🤖 AI Summary
This study addresses the lack of viable design pathways for integrating theory of mind (ToM) into everyday AI products. Through 13 co-design workshops involving 26 U.S.-based AI practitioners, the research explores how ToM-enabled AI systems can interpret user intentions within social contexts and support sustained interaction. The work proposes three core design principles—contextuality, dynamism, and subjectivity—that move beyond traditional static reasoning paradigms, positioning ToM as a foundational capability throughout the human-AI interaction lifecycle. Drawing on co-design sessions, in-depth interviews, and thematic analysis, the study distills three actionable design recommendations grounded in real-world development scenarios, revealing tensions between practitioners’ aspirational visions and current technical constraints, thereby offering both theoretical insights and practical guidance for future AI product development.
📝 Abstract
Theory of Mind (ToM) -- the ability to infer what others are thinking (e.g., intentions) from observable cues -- is traditionally considered fundamental to human social interactions. This has sparked growing efforts in building and benchmarking AI's ToM capability, yet little is known about how such capability could translate into the design and experience of everyday user-facing AI products and services. We conducted 13 co-design sessions with 26 U.S.-based AI practitioners to envision, reflect, and distill design recommendations for ToM-enabled everyday AI products and services that are both future-looking and grounded in the realities of AI design and development practices.
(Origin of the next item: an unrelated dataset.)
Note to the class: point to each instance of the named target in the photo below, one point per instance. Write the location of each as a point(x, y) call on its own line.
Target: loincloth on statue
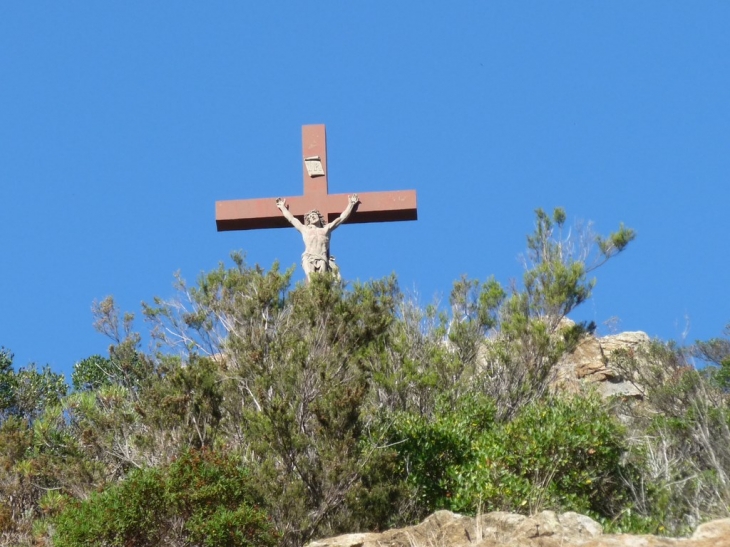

Analysis revealed three interrelated design recommendations: ToM-enabled AI should 1) be situated in the social context that shape users'mental states, 2) be responsive to the dynamic nature of mental states, and 3) be attuned to subjective individual differences. We surface design tensions within each recommendation that reveal a broader gap between practitioners'envisioned futures of ToM-enabled AI and the realities of current AI design and development practices. These findings point toward the need to move beyond static, inference-driven approach to ToM and toward designing ToM as a pervasive capability that supports continuous human-AI interaction loops.